E aquele que devia sair da escola armado de ponto em branco para as conquistas da vida, porque ciente dos problemas da família, da sociedade, da Pátria, vistos e examinados por todos os ângulos, somente conta para as suas despesas, no encaminhamento de destino social por conta própria, com um acervo de teorias, teorias e mais teorias, às vezes tão desatualizadas, que o pobre expositor parece ter surgido da tenda de Abraão.


Muito diferente desse clima de artificialismo, de certo foi o que vocês tiveram distintos diplomandos, na Casa de Ensino que D. Olga dirige com proficiência e abnegação. Por isso mesmo não me estranham um discurso sem galas acadêmicas, sem florões de retórica, ou remígios encantados de poesia, tão ao gosto de solenidades iguais a esta.


Prefiro continuar aqui o diálogo que vimos travando desde o início do ano letivo, e cujo assunto central sempre foi o Brasil, estudado na língua e nas letras, pelo programa de português e de literatura, e também abrangido na visão panorâmica dos seus problemas, pois a tanto obriga inalienável dever patriótico. Insisto naquela firmeza de atitudes que tanto reclamei de vocês, como nota viva da personalidade, em marca franca, abertamente declarada.


O momento é de definição, não comportando neutralidades, nem tampouco omissões comodistas. O que aí vai em alarido e confusão, por mal dos pescadores de águas turvas, não deve afugentar e muito menos fazer temer os verdadeiros patriotas. Realmente, tudo se quer em tumulto de vozes gritadas e de gestos espalhafatosos, para disfarçar e esconder uma mola falsa de interesses inconfessáveis.


De um lado a gente que se comprometeu com a insígnia sinistra da foice e do martelo, os russófilos de epiderme, sem nenhum lastro de convicções, que pregam o credo vermelho, rodando em cadilacs e residindo em palacetes de luxo. São comunistas por conveniência de posição e de dinheiro, e enquanto advogam a eliminação das injustiças sociais, dão, eles próprios, um exemplo altamente perjuro em face da doutrina que pretendem impingir aos incautos.


Por outra parte, vemos os anticomunistas, não porque desejam preservar os destinos livres do Brasil, mas em projeção cavilosa, do próprio egoísmo, receosos de que uma mudança de regime os prive dos vícios nobres da riqueza, do luxo, da magnificência, como senhores absolutos dos bens da vida.

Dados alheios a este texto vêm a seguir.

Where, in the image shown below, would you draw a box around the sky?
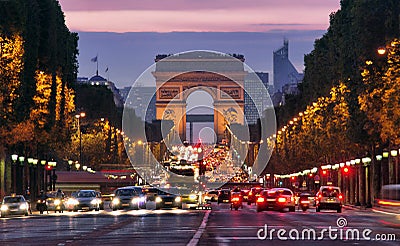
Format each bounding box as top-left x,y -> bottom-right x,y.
59,0 -> 340,88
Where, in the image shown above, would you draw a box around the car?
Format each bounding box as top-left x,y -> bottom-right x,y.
217,189 -> 231,204
46,192 -> 65,213
256,188 -> 296,212
1,195 -> 29,217
144,187 -> 182,209
242,190 -> 250,202
204,190 -> 218,202
66,190 -> 101,212
315,186 -> 343,213
247,187 -> 263,205
181,193 -> 200,209
110,186 -> 146,211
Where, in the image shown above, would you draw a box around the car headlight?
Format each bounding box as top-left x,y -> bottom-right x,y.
67,198 -> 79,206
112,198 -> 120,205
1,204 -> 8,211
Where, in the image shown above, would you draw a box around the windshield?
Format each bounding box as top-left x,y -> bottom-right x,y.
115,189 -> 138,196
322,189 -> 339,197
77,191 -> 96,197
4,197 -> 25,203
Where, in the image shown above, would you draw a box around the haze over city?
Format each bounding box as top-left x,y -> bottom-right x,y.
59,0 -> 339,87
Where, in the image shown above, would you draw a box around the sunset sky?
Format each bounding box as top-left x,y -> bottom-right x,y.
59,0 -> 340,87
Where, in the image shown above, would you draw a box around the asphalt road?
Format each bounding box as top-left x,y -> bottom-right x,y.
0,204 -> 400,245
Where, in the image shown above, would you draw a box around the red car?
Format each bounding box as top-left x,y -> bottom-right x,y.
247,187 -> 263,205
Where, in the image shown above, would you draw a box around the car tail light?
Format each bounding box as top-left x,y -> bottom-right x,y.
231,197 -> 239,202
278,197 -> 286,202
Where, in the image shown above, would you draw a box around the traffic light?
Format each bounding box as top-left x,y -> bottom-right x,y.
44,164 -> 53,171
199,161 -> 206,175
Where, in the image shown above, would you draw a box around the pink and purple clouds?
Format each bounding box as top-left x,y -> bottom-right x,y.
59,0 -> 340,33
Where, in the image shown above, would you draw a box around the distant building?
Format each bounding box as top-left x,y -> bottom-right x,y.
244,72 -> 271,124
120,86 -> 156,123
273,39 -> 304,103
76,73 -> 124,108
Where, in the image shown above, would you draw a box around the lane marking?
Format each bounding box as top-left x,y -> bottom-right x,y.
186,210 -> 211,246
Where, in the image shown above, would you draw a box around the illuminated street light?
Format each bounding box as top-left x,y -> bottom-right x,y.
377,47 -> 386,56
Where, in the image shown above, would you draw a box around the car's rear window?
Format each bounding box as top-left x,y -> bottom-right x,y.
4,197 -> 23,203
77,191 -> 96,197
115,189 -> 138,196
321,188 -> 339,197
267,190 -> 292,197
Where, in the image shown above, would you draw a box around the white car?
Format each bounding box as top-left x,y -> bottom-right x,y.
1,195 -> 29,217
316,186 -> 343,213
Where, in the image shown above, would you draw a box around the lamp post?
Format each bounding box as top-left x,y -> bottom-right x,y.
68,160 -> 74,172
48,161 -> 57,191
11,154 -> 18,193
17,156 -> 26,194
27,157 -> 34,198
39,160 -> 47,192
75,162 -> 81,171
75,112 -> 86,166
362,157 -> 372,208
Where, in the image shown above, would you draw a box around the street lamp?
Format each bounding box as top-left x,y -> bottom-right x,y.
362,157 -> 372,207
75,162 -> 81,171
39,160 -> 47,191
47,161 -> 57,191
11,154 -> 18,193
377,47 -> 386,56
68,160 -> 73,171
17,156 -> 26,194
75,112 -> 86,166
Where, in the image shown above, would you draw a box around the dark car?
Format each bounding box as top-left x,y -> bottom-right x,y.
145,188 -> 182,209
256,188 -> 295,212
247,187 -> 263,205
316,186 -> 343,213
1,195 -> 29,217
68,190 -> 101,211
241,190 -> 250,202
110,186 -> 146,211
218,189 -> 231,204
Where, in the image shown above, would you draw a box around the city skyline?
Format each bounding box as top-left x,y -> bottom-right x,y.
59,0 -> 339,88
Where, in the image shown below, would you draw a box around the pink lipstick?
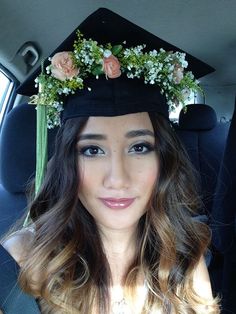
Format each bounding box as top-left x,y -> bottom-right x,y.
100,198 -> 135,209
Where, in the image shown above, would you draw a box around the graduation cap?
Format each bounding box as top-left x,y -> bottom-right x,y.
17,8 -> 216,220
17,8 -> 215,96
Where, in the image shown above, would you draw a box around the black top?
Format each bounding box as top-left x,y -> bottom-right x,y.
0,245 -> 40,314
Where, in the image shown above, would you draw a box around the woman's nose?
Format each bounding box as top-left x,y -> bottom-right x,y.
104,153 -> 130,190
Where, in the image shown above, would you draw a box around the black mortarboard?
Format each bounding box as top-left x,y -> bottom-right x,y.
17,8 -> 214,96
18,8 -> 216,224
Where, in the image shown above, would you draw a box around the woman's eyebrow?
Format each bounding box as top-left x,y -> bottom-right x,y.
125,129 -> 155,138
78,129 -> 154,141
78,133 -> 107,141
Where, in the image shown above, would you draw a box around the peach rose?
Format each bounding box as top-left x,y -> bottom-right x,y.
51,51 -> 79,81
173,64 -> 184,84
103,55 -> 121,78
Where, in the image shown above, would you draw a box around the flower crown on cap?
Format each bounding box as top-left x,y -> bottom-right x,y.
30,31 -> 201,128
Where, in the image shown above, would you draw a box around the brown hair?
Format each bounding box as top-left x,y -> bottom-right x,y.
20,114 -> 218,314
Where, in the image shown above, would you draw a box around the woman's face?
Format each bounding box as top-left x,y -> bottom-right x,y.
77,112 -> 159,230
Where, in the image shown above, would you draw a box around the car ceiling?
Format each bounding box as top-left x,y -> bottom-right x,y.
0,0 -> 236,86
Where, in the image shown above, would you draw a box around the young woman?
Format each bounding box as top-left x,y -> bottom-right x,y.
0,7 -> 219,314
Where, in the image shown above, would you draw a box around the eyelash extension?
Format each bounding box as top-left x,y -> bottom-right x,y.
78,145 -> 102,158
130,142 -> 155,155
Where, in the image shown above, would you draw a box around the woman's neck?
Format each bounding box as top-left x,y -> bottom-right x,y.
98,228 -> 137,286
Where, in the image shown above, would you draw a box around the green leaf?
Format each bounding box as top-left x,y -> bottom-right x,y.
111,45 -> 123,56
92,64 -> 104,76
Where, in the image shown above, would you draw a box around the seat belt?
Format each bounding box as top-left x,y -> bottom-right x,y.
0,245 -> 40,314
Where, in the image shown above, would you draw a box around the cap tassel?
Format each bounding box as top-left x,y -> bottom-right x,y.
23,84 -> 48,227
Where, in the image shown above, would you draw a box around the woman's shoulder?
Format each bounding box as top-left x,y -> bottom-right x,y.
2,228 -> 34,265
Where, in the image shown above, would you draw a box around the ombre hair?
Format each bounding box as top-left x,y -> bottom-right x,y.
19,113 -> 219,314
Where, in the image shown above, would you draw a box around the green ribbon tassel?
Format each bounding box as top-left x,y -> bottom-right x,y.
23,104 -> 48,227
35,105 -> 48,195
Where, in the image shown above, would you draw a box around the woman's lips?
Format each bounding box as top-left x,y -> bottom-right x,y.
100,198 -> 135,209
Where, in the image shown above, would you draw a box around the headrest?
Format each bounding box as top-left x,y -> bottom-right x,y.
179,104 -> 217,131
0,104 -> 57,193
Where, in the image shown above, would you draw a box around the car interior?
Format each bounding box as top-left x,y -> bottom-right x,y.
0,0 -> 236,313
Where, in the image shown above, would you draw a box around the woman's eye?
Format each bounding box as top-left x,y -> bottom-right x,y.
129,143 -> 154,154
80,146 -> 104,157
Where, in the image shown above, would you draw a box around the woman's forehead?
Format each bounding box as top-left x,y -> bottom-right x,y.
82,112 -> 153,133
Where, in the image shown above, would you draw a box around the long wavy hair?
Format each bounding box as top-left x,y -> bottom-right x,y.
19,113 -> 219,314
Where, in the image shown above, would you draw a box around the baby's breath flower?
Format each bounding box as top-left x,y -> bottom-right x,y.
32,31 -> 200,128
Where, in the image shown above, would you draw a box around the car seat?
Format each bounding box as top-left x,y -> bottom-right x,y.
176,104 -> 229,216
211,99 -> 236,313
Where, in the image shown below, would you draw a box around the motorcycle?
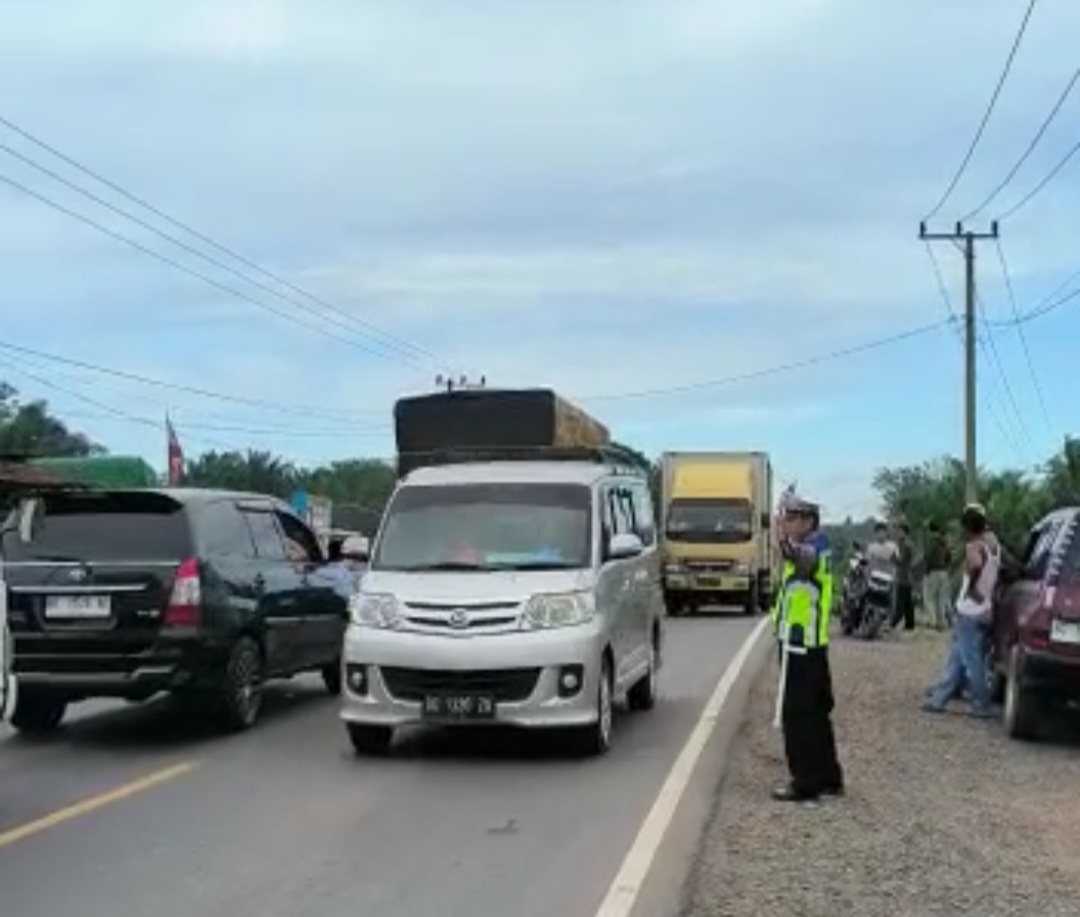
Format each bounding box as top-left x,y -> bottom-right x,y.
842,557 -> 896,640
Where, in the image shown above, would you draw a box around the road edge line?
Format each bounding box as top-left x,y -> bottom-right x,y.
0,761 -> 201,850
595,617 -> 770,917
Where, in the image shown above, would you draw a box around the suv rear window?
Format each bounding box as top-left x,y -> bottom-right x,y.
4,491 -> 194,561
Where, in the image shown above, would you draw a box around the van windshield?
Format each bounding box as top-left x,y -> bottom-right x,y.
370,482 -> 592,570
667,498 -> 754,544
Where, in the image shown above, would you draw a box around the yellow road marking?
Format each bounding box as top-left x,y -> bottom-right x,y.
0,761 -> 200,849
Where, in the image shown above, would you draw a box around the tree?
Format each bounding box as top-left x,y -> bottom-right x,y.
184,449 -> 300,499
0,382 -> 106,456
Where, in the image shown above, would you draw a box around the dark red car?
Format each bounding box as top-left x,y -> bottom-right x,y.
987,507 -> 1080,739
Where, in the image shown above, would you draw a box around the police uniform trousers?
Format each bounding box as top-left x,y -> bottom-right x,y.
781,647 -> 843,796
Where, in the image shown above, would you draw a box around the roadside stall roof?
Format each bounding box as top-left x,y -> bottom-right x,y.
28,456 -> 160,488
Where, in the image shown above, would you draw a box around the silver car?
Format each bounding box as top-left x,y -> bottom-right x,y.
341,460 -> 664,754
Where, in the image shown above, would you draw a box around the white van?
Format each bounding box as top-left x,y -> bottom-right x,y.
341,458 -> 664,754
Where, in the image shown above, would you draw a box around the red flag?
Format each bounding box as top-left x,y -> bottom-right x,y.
165,417 -> 184,487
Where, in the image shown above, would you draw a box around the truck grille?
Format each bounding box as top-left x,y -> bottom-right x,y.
379,665 -> 540,703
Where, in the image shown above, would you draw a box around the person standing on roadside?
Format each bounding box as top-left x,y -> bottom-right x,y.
922,503 -> 1001,716
922,521 -> 954,631
892,522 -> 915,631
772,494 -> 843,803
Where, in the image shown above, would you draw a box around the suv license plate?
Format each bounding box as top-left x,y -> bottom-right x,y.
1050,621 -> 1080,645
45,595 -> 112,621
422,695 -> 495,719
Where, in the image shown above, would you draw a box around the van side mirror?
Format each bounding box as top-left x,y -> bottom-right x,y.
607,531 -> 645,561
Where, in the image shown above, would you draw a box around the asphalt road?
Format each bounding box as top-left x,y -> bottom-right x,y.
0,616 -> 755,917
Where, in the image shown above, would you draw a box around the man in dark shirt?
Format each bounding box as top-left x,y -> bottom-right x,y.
922,522 -> 953,631
892,522 -> 915,631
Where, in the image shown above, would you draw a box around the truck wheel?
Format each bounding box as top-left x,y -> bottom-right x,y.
11,690 -> 67,738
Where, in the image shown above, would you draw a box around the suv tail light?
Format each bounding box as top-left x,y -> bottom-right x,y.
162,557 -> 202,628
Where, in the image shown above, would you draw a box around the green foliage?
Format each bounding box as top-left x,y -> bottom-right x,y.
0,382 -> 105,456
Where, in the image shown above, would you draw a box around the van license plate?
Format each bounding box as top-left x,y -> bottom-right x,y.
45,595 -> 112,621
1050,621 -> 1080,645
423,695 -> 495,719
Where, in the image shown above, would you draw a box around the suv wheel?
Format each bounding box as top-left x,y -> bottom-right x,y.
346,723 -> 394,755
320,659 -> 341,697
1002,647 -> 1039,740
218,637 -> 262,731
11,690 -> 67,737
626,635 -> 660,711
573,657 -> 615,756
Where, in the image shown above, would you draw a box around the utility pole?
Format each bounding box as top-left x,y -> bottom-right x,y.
919,220 -> 998,503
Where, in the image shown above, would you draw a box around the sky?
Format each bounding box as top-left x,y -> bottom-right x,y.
0,0 -> 1080,517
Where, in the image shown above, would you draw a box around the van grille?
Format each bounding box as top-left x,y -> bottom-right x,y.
379,665 -> 541,703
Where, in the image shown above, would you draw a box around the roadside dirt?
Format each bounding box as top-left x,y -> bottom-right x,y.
685,632 -> 1080,917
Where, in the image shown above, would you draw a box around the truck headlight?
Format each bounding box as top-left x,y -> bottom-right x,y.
349,592 -> 402,629
522,591 -> 596,630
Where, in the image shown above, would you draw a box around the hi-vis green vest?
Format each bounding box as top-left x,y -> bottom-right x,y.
772,534 -> 833,648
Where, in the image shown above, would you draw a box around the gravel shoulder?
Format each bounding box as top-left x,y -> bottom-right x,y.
685,632 -> 1080,917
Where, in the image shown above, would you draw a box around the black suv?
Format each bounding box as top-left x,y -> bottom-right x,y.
6,488 -> 347,733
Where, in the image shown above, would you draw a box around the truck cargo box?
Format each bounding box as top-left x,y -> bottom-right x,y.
394,389 -> 610,475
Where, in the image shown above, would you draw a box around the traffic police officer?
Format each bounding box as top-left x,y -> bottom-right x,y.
772,494 -> 843,803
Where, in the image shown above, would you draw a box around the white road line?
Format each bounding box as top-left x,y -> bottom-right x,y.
596,618 -> 770,917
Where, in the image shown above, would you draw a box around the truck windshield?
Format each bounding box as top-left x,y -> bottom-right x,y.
667,498 -> 754,544
370,482 -> 592,571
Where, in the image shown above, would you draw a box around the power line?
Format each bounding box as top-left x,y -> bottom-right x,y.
0,116 -> 449,368
0,143 -> 434,362
0,340 -> 390,422
984,237 -> 1049,430
923,240 -> 1024,460
960,67 -> 1080,222
579,322 -> 947,402
975,296 -> 1031,444
922,0 -> 1038,222
998,133 -> 1080,222
0,169 -> 432,356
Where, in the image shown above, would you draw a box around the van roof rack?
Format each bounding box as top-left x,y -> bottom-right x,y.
399,444 -> 650,476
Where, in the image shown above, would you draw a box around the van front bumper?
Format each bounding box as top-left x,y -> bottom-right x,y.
341,622 -> 607,728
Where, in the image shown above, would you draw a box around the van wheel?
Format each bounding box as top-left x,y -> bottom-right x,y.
345,723 -> 394,755
626,635 -> 660,711
320,659 -> 341,697
217,637 -> 262,732
573,657 -> 615,757
11,690 -> 67,738
1002,647 -> 1040,740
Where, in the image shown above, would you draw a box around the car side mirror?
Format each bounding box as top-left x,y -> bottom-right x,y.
15,497 -> 45,543
607,531 -> 645,561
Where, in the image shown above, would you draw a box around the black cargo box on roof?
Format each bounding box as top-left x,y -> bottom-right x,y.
394,389 -> 611,475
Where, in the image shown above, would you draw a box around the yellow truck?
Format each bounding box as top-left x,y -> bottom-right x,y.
660,451 -> 773,615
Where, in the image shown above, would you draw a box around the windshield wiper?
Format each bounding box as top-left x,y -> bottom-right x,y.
397,561 -> 496,572
491,561 -> 575,570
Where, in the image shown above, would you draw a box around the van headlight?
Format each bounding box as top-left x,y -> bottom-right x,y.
522,591 -> 596,631
349,592 -> 402,628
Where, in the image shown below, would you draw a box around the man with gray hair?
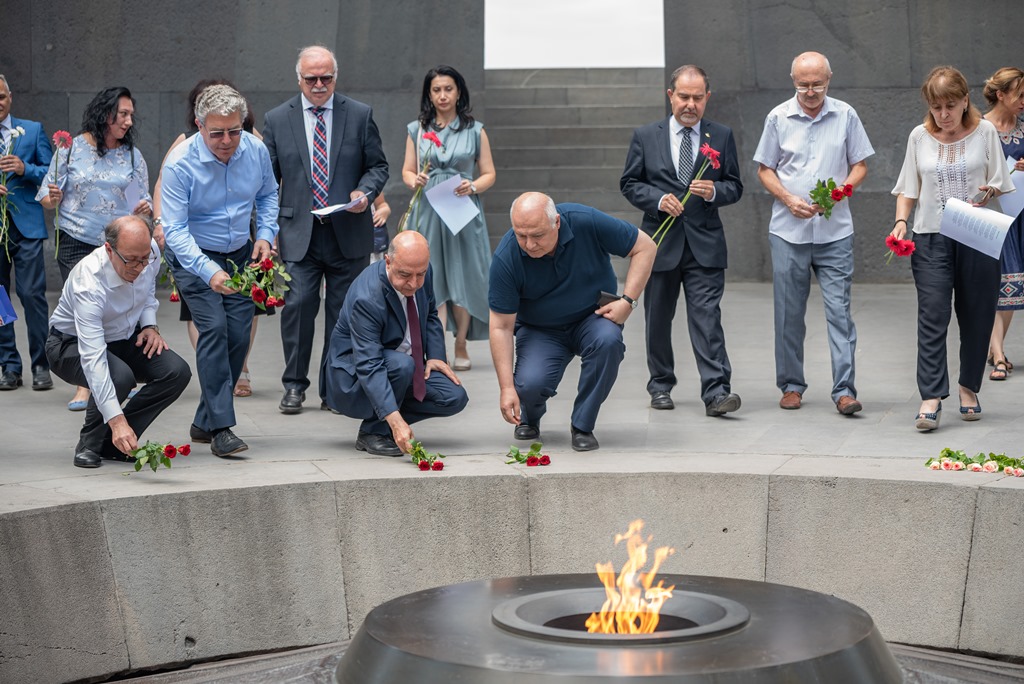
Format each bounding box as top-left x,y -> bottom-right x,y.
161,85 -> 278,457
754,52 -> 874,416
263,45 -> 388,414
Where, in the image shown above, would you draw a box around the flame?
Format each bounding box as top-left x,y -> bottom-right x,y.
586,519 -> 676,634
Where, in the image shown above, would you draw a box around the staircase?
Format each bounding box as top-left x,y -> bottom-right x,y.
483,69 -> 667,253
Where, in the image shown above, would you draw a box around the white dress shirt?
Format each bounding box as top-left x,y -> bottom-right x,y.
50,242 -> 160,423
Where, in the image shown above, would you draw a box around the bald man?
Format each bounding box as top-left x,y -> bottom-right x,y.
487,193 -> 657,452
321,230 -> 469,456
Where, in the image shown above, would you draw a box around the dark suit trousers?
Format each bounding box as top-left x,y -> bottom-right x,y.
0,222 -> 49,375
513,315 -> 626,432
644,244 -> 732,405
165,243 -> 253,432
910,232 -> 1000,399
335,349 -> 469,437
46,328 -> 191,460
284,218 -> 370,399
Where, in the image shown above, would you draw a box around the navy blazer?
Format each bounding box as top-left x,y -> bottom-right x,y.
263,93 -> 388,261
7,117 -> 53,240
325,259 -> 446,420
618,117 -> 743,270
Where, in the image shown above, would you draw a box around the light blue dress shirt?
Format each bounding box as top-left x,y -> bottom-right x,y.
161,131 -> 278,283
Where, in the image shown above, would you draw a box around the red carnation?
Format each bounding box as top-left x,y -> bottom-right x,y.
53,131 -> 71,149
423,131 -> 441,147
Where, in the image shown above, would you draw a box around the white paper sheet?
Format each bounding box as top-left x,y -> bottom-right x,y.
939,200 -> 1016,259
998,157 -> 1024,218
426,176 -> 480,236
309,193 -> 373,216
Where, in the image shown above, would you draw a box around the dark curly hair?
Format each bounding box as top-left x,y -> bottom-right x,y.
185,79 -> 256,133
420,65 -> 473,128
81,86 -> 135,157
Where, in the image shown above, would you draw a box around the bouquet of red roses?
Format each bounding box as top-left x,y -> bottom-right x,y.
225,257 -> 292,311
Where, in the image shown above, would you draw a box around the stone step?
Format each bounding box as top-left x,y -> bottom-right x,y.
486,85 -> 666,111
483,68 -> 666,90
486,104 -> 663,127
486,125 -> 638,149
490,145 -> 628,171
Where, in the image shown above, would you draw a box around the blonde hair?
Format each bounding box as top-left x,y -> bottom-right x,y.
921,67 -> 981,133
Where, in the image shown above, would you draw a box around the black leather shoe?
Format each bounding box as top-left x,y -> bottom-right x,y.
32,368 -> 53,389
0,372 -> 22,391
75,448 -> 103,468
355,430 -> 401,456
188,423 -> 213,444
278,389 -> 306,414
210,428 -> 249,458
705,392 -> 742,416
650,392 -> 676,411
569,426 -> 600,452
512,423 -> 541,441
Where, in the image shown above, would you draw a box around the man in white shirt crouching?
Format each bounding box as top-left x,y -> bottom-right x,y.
46,216 -> 191,468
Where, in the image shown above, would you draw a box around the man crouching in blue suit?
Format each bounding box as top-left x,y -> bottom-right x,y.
321,230 -> 469,456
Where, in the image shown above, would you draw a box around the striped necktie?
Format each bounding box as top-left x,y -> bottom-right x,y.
312,106 -> 328,209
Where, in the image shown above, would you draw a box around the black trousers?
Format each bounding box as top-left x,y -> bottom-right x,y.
910,232 -> 1000,399
46,328 -> 191,460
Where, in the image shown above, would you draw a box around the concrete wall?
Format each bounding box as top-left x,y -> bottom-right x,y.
0,453 -> 1024,683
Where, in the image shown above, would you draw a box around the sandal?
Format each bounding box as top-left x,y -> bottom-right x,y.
988,359 -> 1010,380
231,371 -> 253,396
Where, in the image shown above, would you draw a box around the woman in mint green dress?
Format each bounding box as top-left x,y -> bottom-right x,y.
401,65 -> 495,371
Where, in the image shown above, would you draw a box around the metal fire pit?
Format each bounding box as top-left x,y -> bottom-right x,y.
337,574 -> 903,684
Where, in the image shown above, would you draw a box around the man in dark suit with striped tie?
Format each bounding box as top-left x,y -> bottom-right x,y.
620,65 -> 743,416
263,45 -> 388,414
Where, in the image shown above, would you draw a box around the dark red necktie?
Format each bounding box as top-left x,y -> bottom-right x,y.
406,296 -> 427,401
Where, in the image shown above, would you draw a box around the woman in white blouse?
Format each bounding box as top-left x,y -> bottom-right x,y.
892,67 -> 1014,431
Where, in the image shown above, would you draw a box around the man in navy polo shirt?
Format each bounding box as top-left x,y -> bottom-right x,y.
488,193 -> 657,452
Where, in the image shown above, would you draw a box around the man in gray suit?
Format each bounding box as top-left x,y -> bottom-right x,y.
618,65 -> 743,416
263,45 -> 388,414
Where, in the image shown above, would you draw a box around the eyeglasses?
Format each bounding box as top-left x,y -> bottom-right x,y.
111,245 -> 157,268
302,74 -> 334,86
203,126 -> 242,140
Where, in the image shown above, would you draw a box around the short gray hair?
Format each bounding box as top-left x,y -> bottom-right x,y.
295,45 -> 338,79
196,85 -> 249,125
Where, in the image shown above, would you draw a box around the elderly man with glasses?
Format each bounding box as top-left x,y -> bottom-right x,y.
263,45 -> 388,415
754,52 -> 874,416
161,85 -> 278,458
46,216 -> 191,468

Entre uns e outros, russófilos e americanófilos, que se digladiam um jogo indigno e mercenário, intrujando e mentindo, lançando mão de reivindicações sagradas, para atender aos apetites depravados do lucro pessoal, não é possível que não bradem as consciências retas, que não se movimentem em reação pugnaz, os que têm no coração o sentimento puro do Brasil puro e autêntico, nosso, nossíssimo, nas suas prerrogativas de soberania e autodeterminação, que somente serão verdadeiras, reais, indiscutíveis, quando nos redimirmos da dominação econômica que nos degrada e avilta.


Não tenham receio, meus caros concluintes, se os acusem de reacionários entreguistas ou de "vermelhos". De nenhum modo pode-se admitir como solução aos problemas nacionais a violência, a falta de liberdade esmagadora do tacão de bota soviético. Da mesma forma, não se pode admitir que ofereçamos pulsos humildes aos grilhões do predomínio econômico do capitalismo agressivo.


A minha voz, bem o sei e aqui proclamo, assusta como nota de guerra numa melodia de sustenidos. E é esdrúxula, e é quase sacrílega, no coro da propaganda ianque ou na propaganda cubana. Porque – atentai bem o dilema sub-reptício e manhoso – ou o Brasil continua colônia dos banqueiros de Wall Street ou o uros das estepes nos estrangulará com as suas garras. Não existe outra alternativa no antro dos interesses grupalistas, onde se repartem os despojos da Pátria?


E é do fundo de velhos complexos de inferioridade, do tempo em que a nossa capacidade de progresso e de civilização ainda constituía uma hipótese, que se alteiam as interrogações do nosso descrédito: Quem somos? Que valemos? Que podemos fazer entregues à própria sorte?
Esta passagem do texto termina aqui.